Base editing of Ptbp1 in neurons alleviates symptoms in a mouse model of Parkinsons disease

Parkinsons disease (PD) is a multifactorial disease caused by irreversible progressive loss of dopaminergic neurons (DANs). Recent studies reported successful conversion of astrocytes into DANs by repressing polypyrimidine tract binding protein 1 (PTBP1), which led to a rescue of motor symptoms in a chemically-induced mouse model of PD. However, several studies have challenged the validity of this cell type conversion since its publication. Here, we devised an adenine base editing strategy to downregulate PTBP1 in astrocytes and neurons in a chemically-induced PD mouse model. Using a combined approach of immunofluorescence and behavioral experiments, we found that PTBP1 downregulation in neurons, but not astrocytes, of the substantia nigra pars compacta and striatum resulted in the expression of tyrosine hydroxylase in non-dividing neurons and the rescue of forelimb akinesia and spontaneous rotations.

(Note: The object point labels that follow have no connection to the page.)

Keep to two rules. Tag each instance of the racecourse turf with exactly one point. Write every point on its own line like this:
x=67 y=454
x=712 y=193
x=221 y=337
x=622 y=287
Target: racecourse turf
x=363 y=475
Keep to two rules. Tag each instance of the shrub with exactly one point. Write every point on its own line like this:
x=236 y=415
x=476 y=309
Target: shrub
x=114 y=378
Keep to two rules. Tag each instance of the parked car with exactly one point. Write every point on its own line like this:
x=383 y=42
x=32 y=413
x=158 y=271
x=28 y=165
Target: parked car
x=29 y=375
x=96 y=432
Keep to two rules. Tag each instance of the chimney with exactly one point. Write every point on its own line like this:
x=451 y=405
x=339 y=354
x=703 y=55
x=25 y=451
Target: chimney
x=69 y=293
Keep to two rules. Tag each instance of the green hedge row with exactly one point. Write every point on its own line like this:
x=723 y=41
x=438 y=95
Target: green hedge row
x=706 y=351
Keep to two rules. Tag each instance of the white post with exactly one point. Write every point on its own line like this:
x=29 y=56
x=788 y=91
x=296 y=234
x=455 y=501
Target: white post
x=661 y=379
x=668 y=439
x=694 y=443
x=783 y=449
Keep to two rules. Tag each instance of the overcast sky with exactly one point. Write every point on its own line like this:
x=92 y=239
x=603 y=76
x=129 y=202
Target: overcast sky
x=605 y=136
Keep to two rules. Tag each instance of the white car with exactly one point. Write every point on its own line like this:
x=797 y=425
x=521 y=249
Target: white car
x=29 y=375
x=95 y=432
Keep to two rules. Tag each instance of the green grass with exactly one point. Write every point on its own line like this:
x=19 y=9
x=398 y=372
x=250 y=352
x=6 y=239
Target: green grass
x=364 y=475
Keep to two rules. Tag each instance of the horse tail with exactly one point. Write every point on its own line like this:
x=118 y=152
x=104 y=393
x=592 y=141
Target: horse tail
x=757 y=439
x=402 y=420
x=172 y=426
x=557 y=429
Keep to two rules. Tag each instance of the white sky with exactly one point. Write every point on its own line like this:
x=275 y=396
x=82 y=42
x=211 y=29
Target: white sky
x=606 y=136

Phenotypic analysis using multiplexed iterative imaging indicated that the majority of TH-positive cells in the striatum also expressed the dopaminergic marker DAT and pan-neuronal marker NEUN, further corroborating the dopaminergic and neuronal identity of these cells. Moreover, co-expression of TH, DAT, and NEUN was mostly identified in mature GABAergic neurons, including medium spiny neurons and interneurons. Further research is needed to decipher the functions of these cells as well as provide detailed mechanistic insights underlying the expression of the observed markers and rescue of spontaneous motor behaviors.